And finally, regarding plants: First of all, I find it irritating how lots of people suddenly think they're experts on biology and philosophy of mind when it comes to plants. I keep hearing people say that they know plants are sentient, and when I ask them about philosophy of mind or simple stuff about evolution and biology, they have no clue. Why can't they just leave it to the actual experts instead of making absurd claims with a conviction that resembles religious faith? [/rant]
I've spent a lot of time researching philosophy of mind and animal nociception responses because I was curious whether fish, shrimps or insects can suffer (yes; likely yes; probably no but maybe). Plants are very, very, very unlikely to be sentient. Yes, I know they can "communicate" with each other, and I know they can show some interesting responses to chemicals, but seriously, it needs more than that for consciousness.
I think a lot of people worrying about plants don't even bother whether plants are sentient, they seem to think that killing is killing, whether it's killing sentient life or just vegetable-life. My ethical view is so much centered on avoiding suffering that I have a hard time even imagining that point of view. It irritates me that someone can seriously think putting animal suffering and killing (which can and should be viewed by everyone online in videos like "Earthlings") on the same level with destroying plants. Meat eaters like to joke "do you hear the carrots screaming", but would they say that while watching a documentary on factory farms? I'd bet that this would be too macabre even for those types of meat eaters who make jokes about vegetarians all the time.

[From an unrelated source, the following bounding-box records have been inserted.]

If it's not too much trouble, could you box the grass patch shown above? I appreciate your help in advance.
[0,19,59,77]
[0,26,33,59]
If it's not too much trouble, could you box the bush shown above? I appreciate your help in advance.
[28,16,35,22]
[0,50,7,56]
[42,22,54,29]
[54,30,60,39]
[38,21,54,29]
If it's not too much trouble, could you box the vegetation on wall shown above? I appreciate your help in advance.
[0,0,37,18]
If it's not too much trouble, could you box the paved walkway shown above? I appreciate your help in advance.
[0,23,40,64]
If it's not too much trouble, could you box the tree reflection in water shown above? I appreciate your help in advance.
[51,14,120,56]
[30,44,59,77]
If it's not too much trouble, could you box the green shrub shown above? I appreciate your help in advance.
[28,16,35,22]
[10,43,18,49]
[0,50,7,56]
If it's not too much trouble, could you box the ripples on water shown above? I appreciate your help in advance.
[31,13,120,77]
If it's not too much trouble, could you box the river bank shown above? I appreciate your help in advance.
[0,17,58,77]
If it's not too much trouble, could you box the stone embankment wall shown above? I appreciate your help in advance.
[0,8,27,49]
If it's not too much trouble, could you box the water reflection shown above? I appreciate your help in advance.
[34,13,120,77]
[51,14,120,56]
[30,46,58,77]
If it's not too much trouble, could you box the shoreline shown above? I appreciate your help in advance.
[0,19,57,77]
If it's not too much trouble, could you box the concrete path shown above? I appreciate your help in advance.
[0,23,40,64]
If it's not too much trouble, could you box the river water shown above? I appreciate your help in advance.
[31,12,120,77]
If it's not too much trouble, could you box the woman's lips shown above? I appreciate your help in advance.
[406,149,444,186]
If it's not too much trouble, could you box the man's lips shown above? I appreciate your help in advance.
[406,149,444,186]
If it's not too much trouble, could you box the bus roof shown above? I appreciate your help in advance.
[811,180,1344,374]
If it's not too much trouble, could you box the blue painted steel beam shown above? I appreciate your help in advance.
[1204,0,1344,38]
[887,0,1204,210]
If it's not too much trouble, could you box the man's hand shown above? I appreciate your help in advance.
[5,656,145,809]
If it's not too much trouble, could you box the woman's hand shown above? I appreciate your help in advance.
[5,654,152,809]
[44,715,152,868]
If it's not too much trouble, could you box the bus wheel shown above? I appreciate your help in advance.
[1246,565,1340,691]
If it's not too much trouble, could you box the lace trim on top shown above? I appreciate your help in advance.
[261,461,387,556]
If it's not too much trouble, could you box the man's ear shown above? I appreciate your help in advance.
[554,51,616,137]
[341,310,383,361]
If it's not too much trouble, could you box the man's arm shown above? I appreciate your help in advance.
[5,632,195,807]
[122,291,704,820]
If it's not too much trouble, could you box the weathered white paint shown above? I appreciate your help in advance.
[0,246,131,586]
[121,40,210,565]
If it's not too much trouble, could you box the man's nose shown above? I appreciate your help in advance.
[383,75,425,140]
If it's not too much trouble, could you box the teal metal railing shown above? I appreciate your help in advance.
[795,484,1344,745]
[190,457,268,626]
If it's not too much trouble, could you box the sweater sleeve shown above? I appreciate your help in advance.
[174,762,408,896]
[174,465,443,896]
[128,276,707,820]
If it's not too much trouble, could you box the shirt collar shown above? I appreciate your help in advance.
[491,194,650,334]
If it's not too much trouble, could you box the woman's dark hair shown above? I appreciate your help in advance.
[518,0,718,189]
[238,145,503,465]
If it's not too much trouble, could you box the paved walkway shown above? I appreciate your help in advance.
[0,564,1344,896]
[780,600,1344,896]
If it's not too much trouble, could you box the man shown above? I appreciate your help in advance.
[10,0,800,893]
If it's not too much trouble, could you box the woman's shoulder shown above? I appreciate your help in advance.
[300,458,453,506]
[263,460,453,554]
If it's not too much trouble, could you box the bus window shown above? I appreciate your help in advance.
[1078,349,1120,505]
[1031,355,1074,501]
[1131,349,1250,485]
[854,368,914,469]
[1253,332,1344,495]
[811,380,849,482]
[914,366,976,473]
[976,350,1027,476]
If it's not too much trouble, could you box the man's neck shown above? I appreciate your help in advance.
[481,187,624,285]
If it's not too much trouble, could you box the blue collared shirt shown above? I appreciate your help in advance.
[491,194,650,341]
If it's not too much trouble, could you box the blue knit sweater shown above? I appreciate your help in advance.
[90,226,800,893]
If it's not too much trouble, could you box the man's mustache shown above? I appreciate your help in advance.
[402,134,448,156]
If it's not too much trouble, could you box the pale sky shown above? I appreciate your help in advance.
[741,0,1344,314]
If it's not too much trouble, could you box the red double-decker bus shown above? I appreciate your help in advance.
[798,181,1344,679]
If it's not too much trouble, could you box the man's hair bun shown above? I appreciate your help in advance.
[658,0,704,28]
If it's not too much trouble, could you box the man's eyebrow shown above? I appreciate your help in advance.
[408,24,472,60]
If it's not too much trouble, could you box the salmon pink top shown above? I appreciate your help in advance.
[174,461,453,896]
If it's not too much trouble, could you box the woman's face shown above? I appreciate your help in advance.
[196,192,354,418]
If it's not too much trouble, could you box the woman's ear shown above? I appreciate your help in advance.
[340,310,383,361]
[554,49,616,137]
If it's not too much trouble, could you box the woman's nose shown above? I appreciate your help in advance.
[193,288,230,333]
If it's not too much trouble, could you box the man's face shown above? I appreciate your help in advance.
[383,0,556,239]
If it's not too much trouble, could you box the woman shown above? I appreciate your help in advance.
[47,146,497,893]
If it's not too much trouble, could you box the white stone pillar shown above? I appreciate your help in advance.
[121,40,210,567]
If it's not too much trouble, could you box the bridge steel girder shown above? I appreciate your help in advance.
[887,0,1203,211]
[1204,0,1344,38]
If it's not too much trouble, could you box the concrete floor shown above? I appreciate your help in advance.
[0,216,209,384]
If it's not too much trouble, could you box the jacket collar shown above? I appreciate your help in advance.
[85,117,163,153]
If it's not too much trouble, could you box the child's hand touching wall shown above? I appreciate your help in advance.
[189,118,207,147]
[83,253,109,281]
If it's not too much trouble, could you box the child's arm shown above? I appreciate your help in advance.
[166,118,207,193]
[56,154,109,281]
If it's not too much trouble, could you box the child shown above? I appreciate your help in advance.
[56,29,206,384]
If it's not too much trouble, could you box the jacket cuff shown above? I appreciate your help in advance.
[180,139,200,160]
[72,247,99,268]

Actually, I personally don't even mind killing animals if it were done painlessly. It's really the suffering I find wrong.
But enough of that, let's suppose for the sake of the argument that plants are in fact conscious. What would that mean? As OrphanPip already pointed out, it wouldn't make vegetarians or vegans hypocrites. Since an animal eats a lot of plants in its life and since the process is rather inefficient, a vegan "kills" much less plants than a meat eater. It takes 7-16 pounds of soy or crops to get one pound of beef, for instance!
Since this post is already way too long, one more thing to add: Some might say vegans are hypocrites because animal farming kills rodents and other small animals, and that these small creatures suffer from it. Well yeah, this does happen for sure. But since veganism is a more efficient way of food production, this tends to happen less than it happens for other diets. (There are some exceptions here but they're rare enough to be worth ignoring.) Besides, perfection is unattainable, it makes most sense to avoid what's practically avoidable and spend the rest of one's efforts on activism, instead of going into the woods alone living as a Jain. Some parts of my laptop were probably produced by child labor, and since humans are animals too, that definitely wouldn't be vegan. But sometimes I do stuff with my laptop that helps animals (including human animals) and I couldn't do that if I lived like an eremite without technology. My mantra, as a vegan, is that I prefer pragmatism to personal purity.
Last edited by Dodo25; 06-30-2012 at 09:41 PM.
Please consider *cost-effectiveness* when donating to charities in order to do the most good: http://givewell.org/
I had an entomology prof. once who, despite being an expert on biological pesticides, was fairly indignant about the fact that no ethical advisory board oversaw experiments on insects. He thought it was wrong that bugs were treated differently than mice.
"If the national mental illness of the United States is megalomania, that of Canada is paranoid schizophrenia."
- Margaret Atwood
Are insects sentient?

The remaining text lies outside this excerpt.